In what is considered a major win for healthcare consumers, the new health law contains dozens of provisions, including financial penalties for hospitals, to reduce medical errors, hospital-borne infections and costly preventable readmissions. But although cracking down on these three occurrences alone could save the healthcare system billions of dollars and potentially save lives, the possible penalties are a concern for hospitals.
Provisions include, but are not limited to:
- In 2012, Medicare will stop paying hospitals for preventable readmissions tied to health conditions such as heart failure or pneumonia. In 2014, HHS will expand that policy to cover four additional health conditions.
- Beginning in 2012, hospitals will be paid commensurate to their performance scores for patient satisfaction and care quality tied to treatment of conditions such as heart failure, pneumonia and hospital-borne infections.
- In 2015, HHS will start reporting each hospital's record for medical errors and infections pertaining to Medicare patients. Medicare will reduce its payments by 1 percent to hospitals with the highest rate of medical errors and infections. The government will also no longer pay hospitals for treatment when a Medicaid patient is harmed during a hospital stay.
According to analysts, a medium-sized general hospital could lose upward of $1 million a year from these penalties at a time when all providers are struggling to keep up with escalating healthcare costs, reports CNNMoney. And for a larger hospital, ensuing damage to its reputation could cost exponentially more.

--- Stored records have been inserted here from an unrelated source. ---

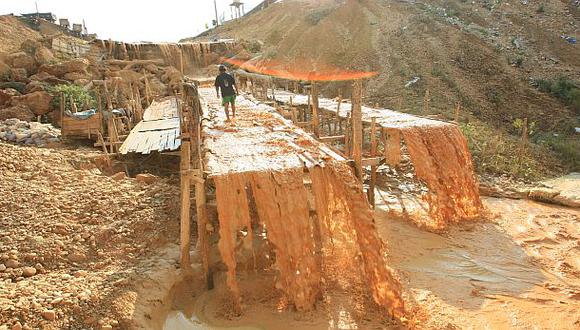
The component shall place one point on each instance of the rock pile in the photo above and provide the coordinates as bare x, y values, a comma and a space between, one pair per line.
27, 77
72, 241
18, 131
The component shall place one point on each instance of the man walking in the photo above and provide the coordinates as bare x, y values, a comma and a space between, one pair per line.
227, 84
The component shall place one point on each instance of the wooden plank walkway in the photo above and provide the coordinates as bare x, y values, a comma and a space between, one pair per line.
259, 139
158, 131
384, 117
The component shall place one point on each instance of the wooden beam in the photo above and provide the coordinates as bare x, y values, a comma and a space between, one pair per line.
332, 138
357, 127
373, 161
372, 184
185, 204
202, 236
315, 118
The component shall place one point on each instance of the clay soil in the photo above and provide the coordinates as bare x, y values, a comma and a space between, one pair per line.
73, 241
88, 251
13, 33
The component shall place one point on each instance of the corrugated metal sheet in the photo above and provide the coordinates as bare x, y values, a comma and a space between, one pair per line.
158, 131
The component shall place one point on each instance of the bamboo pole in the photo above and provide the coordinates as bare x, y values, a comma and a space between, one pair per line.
373, 182
357, 129
202, 237
315, 117
185, 204
426, 102
62, 101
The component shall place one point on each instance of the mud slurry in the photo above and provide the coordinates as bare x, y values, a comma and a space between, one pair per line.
516, 271
341, 242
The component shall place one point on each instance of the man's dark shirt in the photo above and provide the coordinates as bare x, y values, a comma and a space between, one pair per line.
226, 83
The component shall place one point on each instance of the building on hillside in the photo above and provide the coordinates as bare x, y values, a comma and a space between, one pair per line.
50, 17
237, 9
64, 23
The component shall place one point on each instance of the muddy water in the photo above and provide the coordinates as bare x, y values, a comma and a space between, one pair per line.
516, 271
513, 272
339, 245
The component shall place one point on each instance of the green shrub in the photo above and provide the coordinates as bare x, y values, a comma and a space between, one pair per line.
498, 153
541, 9
314, 17
80, 96
564, 89
567, 147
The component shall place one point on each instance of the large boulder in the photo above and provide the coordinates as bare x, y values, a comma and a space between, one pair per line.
38, 102
6, 95
157, 87
30, 46
35, 86
48, 78
22, 60
20, 87
4, 98
44, 56
21, 112
59, 70
4, 71
19, 75
72, 76
82, 82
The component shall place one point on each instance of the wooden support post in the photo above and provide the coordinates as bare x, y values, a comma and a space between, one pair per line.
73, 105
62, 101
202, 237
108, 97
373, 182
426, 102
525, 131
348, 135
185, 203
315, 117
357, 129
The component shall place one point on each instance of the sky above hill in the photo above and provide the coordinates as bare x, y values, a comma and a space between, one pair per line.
131, 21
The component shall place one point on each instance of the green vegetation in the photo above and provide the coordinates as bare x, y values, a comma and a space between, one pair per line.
496, 152
541, 9
566, 146
82, 98
315, 16
564, 89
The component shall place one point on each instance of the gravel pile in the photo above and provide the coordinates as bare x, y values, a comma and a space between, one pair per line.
33, 133
73, 241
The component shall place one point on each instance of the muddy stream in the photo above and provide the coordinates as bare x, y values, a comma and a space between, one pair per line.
521, 269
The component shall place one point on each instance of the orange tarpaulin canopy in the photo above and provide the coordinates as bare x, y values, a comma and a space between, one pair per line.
298, 71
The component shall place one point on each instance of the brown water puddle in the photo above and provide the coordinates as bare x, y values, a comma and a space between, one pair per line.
514, 271
494, 274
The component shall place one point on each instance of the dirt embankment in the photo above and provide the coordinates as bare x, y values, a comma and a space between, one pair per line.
487, 57
74, 244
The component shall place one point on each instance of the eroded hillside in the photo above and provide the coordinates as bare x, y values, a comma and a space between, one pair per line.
495, 59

"Think about a town with three or four hospitals," said Brad Bowman, director with PricewaterhouseCoopers' healthcare advisory practice. "Once the local press has access to hospitals' detailed quality and performance scores, consider the impact a story about a poor-performing hospital can have on its business."

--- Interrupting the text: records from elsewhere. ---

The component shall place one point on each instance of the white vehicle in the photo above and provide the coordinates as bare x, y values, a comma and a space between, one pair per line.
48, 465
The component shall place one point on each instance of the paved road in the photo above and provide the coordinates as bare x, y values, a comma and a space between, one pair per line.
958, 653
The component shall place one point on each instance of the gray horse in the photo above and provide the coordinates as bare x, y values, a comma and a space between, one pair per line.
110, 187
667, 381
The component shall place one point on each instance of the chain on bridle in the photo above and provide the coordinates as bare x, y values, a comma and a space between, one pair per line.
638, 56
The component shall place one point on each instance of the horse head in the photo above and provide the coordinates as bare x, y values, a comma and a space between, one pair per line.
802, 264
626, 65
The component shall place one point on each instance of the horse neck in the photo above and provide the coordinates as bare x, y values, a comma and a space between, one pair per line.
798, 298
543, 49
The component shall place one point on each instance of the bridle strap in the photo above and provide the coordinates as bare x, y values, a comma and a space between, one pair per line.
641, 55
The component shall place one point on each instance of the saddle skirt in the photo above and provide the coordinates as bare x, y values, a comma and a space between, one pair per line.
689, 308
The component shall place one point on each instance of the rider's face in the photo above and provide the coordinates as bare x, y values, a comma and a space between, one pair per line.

Meanwhile, the Community Health Alliance in northern California is among one of the first regions to invite residents to view quality rankings for local physicians and hospitals. The data is pulled from the existing Medicare Hospital Compare website and presented on http://communityhealthalliance.org/ in a more easily accessible format, Laura McEwen, executive director of CHA, told the Times-Standard.

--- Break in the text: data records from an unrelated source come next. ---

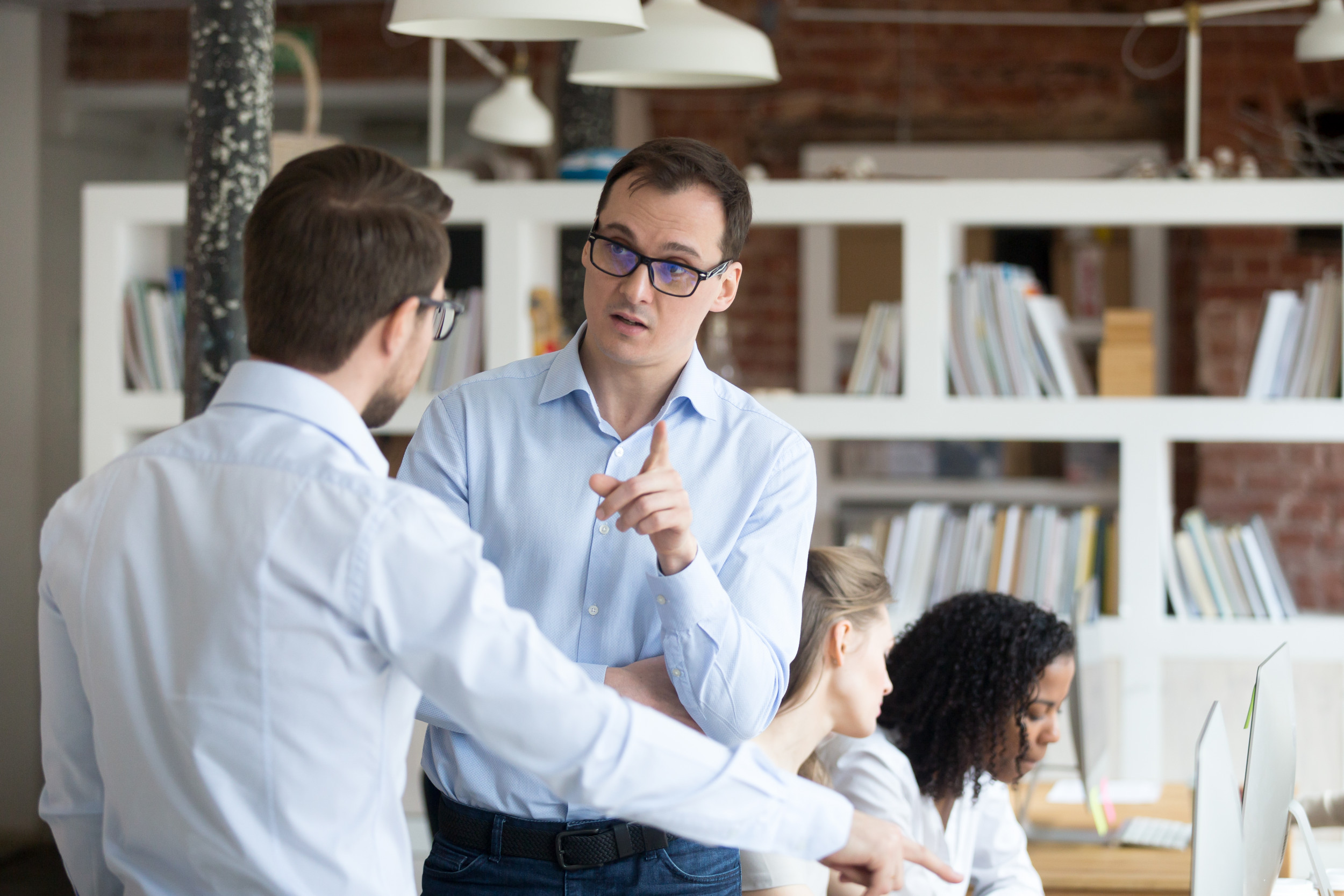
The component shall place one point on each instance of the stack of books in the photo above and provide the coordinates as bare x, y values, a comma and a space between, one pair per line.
460, 355
1043, 554
1009, 339
154, 334
877, 362
1297, 354
1225, 572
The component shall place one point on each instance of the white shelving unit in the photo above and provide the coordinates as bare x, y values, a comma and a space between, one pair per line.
125, 235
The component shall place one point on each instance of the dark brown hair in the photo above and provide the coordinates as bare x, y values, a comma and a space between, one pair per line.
673, 164
963, 675
337, 242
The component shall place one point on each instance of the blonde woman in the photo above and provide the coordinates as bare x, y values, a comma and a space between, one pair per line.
837, 684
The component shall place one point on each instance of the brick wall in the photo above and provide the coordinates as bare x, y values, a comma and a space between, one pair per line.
882, 82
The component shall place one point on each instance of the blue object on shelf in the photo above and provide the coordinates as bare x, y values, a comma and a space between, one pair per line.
589, 164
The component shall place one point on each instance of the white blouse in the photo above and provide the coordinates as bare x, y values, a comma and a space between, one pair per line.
762, 871
983, 838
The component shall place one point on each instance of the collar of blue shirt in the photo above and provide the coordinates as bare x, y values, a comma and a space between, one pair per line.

"It's probably scary for a lot of physicians, but I always look at rankings as a baseline. They give you something to work on," said Dr. Ann Lindsay, who was speaking as a private practitioner and not in her role as the county's public health officer, the newspaper reports. "It's not going to necessarily have people move from one practice to another, but it may change how people utilize health services and work with providers."